The Centers for Disease Control estimates that 115 Americans die each day of opioid overdoses. In 2016, there were more than 63,000 overdose deaths, 66% of which involved an opioid, the CDC reported. More than 40% of those deaths were blamed on prescription opioids.

In addition to the Ohio suits, opioid makers are negotiating separately with some states and counties, including New York, where a judge handed Purdue and other opioid makers a major thumbs-down on Monday. The companies had requested in New York state court that lawsuits in 8 counties be thrown out. The suits allege the companies violated consumer-protection laws by marketing opioids. The court declined the dismissal request.

“It is at least arguable that the manufacturing defendants were in a position to anticipate or prevent the claimed injuries,’’ wrote the New York state court judge, Jerry Garguilo, in the ruling, which was acquired by Bloomberg. Therefore it is fair to potentially hold the companies accountable, he added.

RELATED: Beat you to it, Purdue. Other opioid makers already ditched promotions

As for Purdue, it’s trying mightily to clean up its opioid-stained reputation. The spokesman pointed out that the company ended its promotional speaker programs for two of its opioid products in 2016 and pulled the plug on a third speaker program last year. Now that there are no salespeople out pitching the drugs, “Purdue has ended its sales force engagement with prescribers for all of its medicines,” he said.
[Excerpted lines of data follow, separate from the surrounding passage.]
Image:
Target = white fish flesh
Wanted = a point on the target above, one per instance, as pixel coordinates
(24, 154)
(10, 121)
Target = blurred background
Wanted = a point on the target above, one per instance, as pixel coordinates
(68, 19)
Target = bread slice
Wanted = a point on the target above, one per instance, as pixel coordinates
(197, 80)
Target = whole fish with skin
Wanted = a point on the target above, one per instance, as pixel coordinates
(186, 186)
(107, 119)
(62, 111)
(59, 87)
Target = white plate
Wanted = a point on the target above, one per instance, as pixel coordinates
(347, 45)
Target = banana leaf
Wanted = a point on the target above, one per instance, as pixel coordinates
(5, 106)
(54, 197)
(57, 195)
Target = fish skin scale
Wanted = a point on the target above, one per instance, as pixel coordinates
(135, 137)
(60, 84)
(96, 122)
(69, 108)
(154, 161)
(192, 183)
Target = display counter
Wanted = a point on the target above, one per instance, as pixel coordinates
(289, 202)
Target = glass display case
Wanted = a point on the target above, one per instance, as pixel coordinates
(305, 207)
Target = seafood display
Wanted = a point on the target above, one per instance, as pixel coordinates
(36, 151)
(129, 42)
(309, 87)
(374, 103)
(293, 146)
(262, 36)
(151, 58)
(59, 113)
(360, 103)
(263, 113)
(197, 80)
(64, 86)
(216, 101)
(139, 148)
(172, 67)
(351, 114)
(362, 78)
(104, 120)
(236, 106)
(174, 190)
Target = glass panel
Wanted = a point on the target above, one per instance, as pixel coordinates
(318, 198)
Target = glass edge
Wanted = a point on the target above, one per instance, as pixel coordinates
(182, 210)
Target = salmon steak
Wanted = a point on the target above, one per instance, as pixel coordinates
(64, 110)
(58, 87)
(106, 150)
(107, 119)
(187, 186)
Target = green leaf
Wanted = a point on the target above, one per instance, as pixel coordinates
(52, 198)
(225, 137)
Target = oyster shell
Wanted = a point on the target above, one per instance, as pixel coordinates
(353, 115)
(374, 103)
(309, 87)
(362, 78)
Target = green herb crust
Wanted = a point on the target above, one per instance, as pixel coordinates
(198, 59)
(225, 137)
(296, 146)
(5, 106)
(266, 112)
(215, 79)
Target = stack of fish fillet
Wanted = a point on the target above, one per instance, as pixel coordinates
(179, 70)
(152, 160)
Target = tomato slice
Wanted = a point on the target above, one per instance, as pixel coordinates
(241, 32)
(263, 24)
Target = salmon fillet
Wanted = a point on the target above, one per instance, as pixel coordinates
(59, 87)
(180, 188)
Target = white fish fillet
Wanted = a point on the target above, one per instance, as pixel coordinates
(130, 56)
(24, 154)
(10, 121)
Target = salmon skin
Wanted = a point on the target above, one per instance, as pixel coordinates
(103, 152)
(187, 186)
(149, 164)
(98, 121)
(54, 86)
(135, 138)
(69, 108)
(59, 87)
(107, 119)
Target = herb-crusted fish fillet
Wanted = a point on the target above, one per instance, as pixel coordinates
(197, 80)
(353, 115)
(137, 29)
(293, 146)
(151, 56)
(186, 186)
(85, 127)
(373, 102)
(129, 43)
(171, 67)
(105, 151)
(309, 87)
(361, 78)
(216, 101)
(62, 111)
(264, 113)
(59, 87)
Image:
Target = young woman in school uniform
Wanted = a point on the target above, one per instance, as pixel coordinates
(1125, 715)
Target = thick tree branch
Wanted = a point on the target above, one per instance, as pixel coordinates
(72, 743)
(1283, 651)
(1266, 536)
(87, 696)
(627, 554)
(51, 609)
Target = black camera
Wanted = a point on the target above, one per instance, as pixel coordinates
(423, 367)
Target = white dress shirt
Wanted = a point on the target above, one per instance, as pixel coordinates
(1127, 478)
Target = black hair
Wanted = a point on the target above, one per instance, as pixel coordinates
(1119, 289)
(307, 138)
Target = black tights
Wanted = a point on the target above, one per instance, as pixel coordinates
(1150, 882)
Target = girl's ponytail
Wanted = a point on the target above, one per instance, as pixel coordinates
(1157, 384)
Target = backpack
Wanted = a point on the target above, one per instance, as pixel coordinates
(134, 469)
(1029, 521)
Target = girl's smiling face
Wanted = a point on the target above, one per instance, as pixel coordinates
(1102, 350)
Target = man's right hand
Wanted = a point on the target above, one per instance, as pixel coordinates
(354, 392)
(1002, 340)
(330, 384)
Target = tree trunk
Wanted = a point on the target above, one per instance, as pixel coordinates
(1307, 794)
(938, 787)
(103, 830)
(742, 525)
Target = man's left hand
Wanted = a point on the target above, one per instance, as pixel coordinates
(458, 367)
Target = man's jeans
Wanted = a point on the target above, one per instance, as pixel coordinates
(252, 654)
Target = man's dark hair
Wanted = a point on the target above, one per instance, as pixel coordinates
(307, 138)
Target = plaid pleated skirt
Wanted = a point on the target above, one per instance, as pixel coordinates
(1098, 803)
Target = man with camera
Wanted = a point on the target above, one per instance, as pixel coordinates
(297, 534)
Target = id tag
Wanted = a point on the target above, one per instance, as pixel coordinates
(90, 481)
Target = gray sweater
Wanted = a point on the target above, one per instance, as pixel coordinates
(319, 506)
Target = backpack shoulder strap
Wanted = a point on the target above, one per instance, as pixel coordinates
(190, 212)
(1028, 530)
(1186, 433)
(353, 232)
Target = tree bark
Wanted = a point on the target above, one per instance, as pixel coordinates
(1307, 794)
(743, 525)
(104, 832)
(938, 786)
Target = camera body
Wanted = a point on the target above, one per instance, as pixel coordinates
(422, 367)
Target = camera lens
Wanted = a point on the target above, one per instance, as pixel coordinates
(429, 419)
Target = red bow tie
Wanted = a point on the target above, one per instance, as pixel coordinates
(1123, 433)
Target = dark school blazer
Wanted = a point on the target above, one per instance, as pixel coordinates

The company is trying to turn the public’s attention to its non-opioid portfolio. Last summer, Purdue and its partner, Japan’s Shionogi, launched Symproic, a once-daily pill to treat opioid-induced constipation. Its pipeline includes sleep drug lemborexant, which is partnered with Japan-based Eisai. Earlier this month, the two companies presented positive data on that drug at the annual meeting of the Associated Professional Sleep Societies.

The Purdue spokesman said that going forward, “primarily through emphasis on internal and partnered research and development programs, the company will be pursuing new medications and unmet need for patients suffering from cancer and select central nervous system disorders.”